I live in the greater Phoenix area. For the next month or two, inside temps are likely to be in the 80s. In the spring, it will be back again. Come summer, inside temps in rooms where I might be able to store beer will probably see 90s 50% of the time.

I use a temperature controlled chest freezer for primary temp. I used an ice box and fan setup for awhile, but needed to upgrade to something easier.

Re: First sour, Flanders red - aging questions

Posted: Thu Oct 14, 2010 10:26 am
by Quin
My wife wasn't too happy about it, but I aged the Flanders in our bedroom.

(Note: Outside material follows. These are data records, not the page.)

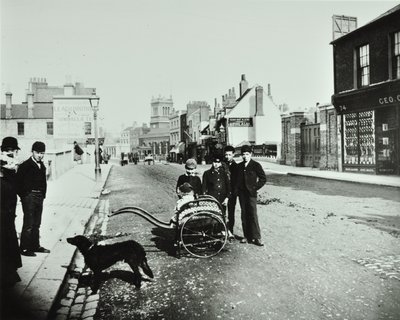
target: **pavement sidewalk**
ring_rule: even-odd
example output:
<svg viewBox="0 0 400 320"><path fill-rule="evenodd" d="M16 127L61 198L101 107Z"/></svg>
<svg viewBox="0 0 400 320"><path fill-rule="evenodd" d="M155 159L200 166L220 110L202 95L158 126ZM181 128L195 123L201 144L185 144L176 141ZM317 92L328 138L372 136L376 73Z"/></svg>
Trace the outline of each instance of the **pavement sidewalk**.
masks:
<svg viewBox="0 0 400 320"><path fill-rule="evenodd" d="M53 302L63 284L75 247L67 237L83 234L99 201L99 196L110 172L111 165L101 165L101 176L95 179L94 165L76 165L58 179L48 181L44 201L41 245L51 250L36 257L22 256L18 269L22 281L10 295L29 319L47 319ZM17 206L16 229L22 229L23 213Z"/></svg>
<svg viewBox="0 0 400 320"><path fill-rule="evenodd" d="M332 170L320 170L319 168L309 168L309 167L292 167L292 166L277 164L265 158L255 157L253 159L259 161L262 164L264 170L271 173L314 177L321 179L331 179L331 180L365 183L365 184L375 184L375 185L400 188L400 176L339 172Z"/></svg>

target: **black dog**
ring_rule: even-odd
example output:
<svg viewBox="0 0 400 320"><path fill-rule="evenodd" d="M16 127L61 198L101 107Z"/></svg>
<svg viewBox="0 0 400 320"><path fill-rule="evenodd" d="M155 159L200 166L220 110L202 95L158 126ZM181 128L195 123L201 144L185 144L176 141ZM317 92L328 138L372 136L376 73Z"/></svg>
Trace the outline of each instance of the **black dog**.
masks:
<svg viewBox="0 0 400 320"><path fill-rule="evenodd" d="M75 236L67 238L67 241L79 249L85 259L86 265L93 271L93 292L97 292L99 288L101 271L111 267L117 261L125 261L129 264L134 273L133 283L136 288L140 288L142 281L139 267L150 278L154 277L153 272L147 264L146 252L134 240L97 245L93 244L85 236Z"/></svg>

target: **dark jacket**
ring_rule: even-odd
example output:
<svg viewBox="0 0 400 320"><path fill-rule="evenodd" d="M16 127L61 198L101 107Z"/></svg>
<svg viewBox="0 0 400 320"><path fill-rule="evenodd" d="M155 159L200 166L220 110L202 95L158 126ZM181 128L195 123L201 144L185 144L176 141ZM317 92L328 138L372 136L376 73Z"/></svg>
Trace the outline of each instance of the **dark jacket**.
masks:
<svg viewBox="0 0 400 320"><path fill-rule="evenodd" d="M215 170L214 167L203 174L203 194L208 194L222 203L231 193L229 173L224 167Z"/></svg>
<svg viewBox="0 0 400 320"><path fill-rule="evenodd" d="M238 164L236 178L235 190L237 192L247 190L251 197L257 197L257 190L267 182L261 164L252 159L247 167L244 166L244 161Z"/></svg>
<svg viewBox="0 0 400 320"><path fill-rule="evenodd" d="M178 178L178 182L176 183L176 190L178 190L178 188L185 182L190 183L190 185L193 187L193 192L196 197L202 194L201 180L198 176L188 176L186 174L180 175Z"/></svg>
<svg viewBox="0 0 400 320"><path fill-rule="evenodd" d="M42 191L43 197L46 197L46 167L41 163L39 169L39 166L32 157L30 157L21 163L18 168L17 191L20 197L24 197L32 190L40 190Z"/></svg>
<svg viewBox="0 0 400 320"><path fill-rule="evenodd" d="M236 163L235 160L232 160L232 162L225 162L225 167L229 168L230 180L231 180L231 191L234 192L236 180L237 180L238 164Z"/></svg>

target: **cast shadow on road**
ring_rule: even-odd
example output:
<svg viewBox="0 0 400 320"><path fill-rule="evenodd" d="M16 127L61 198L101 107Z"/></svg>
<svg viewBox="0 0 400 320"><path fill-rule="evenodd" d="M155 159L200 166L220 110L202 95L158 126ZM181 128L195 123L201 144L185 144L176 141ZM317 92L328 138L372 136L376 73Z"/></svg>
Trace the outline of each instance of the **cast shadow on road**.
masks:
<svg viewBox="0 0 400 320"><path fill-rule="evenodd" d="M318 195L382 198L400 202L400 188L292 175L267 175L268 185L310 191Z"/></svg>
<svg viewBox="0 0 400 320"><path fill-rule="evenodd" d="M367 214L364 217L347 215L356 224L363 224L377 230L385 231L395 238L400 238L400 216Z"/></svg>
<svg viewBox="0 0 400 320"><path fill-rule="evenodd" d="M174 246L175 230L155 227L151 229L151 234L154 235L154 237L151 238L151 241L154 242L159 251L164 251L169 256L176 256L176 249Z"/></svg>

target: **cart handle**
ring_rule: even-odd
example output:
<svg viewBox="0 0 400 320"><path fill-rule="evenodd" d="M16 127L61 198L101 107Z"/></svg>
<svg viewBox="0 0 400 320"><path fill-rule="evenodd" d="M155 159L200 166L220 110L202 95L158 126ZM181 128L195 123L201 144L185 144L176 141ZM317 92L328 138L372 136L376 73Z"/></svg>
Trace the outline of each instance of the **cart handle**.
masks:
<svg viewBox="0 0 400 320"><path fill-rule="evenodd" d="M144 218L151 224L153 224L157 227L160 227L160 228L164 228L164 229L173 229L174 228L174 226L171 225L169 222L161 221L161 220L157 219L155 216L153 216L151 213L149 213L146 210L139 208L139 207L123 207L123 208L118 209L117 211L111 211L111 213L108 216L113 217L113 216L116 216L121 213L136 214L136 215Z"/></svg>

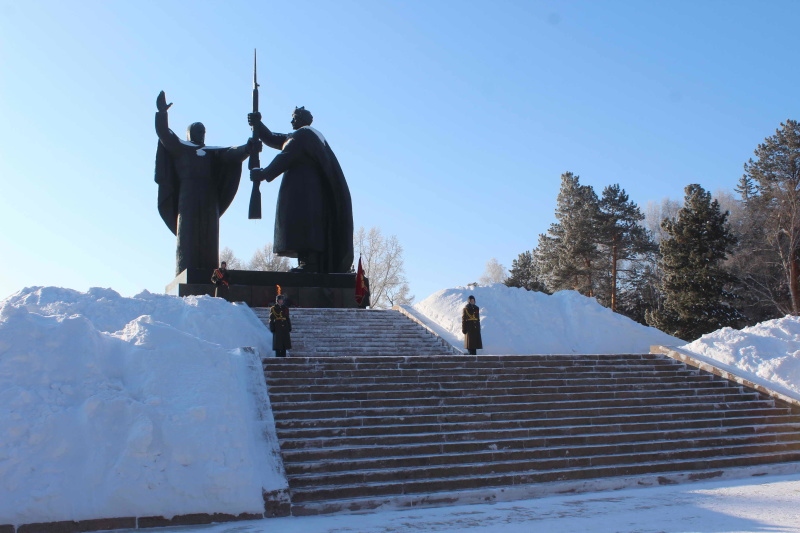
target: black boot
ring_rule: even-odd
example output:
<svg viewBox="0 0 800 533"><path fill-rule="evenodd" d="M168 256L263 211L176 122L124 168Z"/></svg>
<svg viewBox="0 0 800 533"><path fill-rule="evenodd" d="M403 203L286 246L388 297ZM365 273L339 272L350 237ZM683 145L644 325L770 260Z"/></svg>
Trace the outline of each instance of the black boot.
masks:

Re: First sour, Flanders red - aging questions

Posted: Thu Oct 14, 2010 3:20 pm
by brewinhard
Better bottles are fine for aging. You will get more than enough oxygen introduced into your flanders using a standard airlock/carboy cap/stopper. Warmer temps will favor the bacteria more and bring out different brett aromas and flavors than the cooler temps will. I have a bunch of sours that have been aging for 18 mos now and they have passed through 2 summers of 90 degrees and fall/spring/winters of 55-65 degrees. They are still not all that sour, but fairly bretty complex.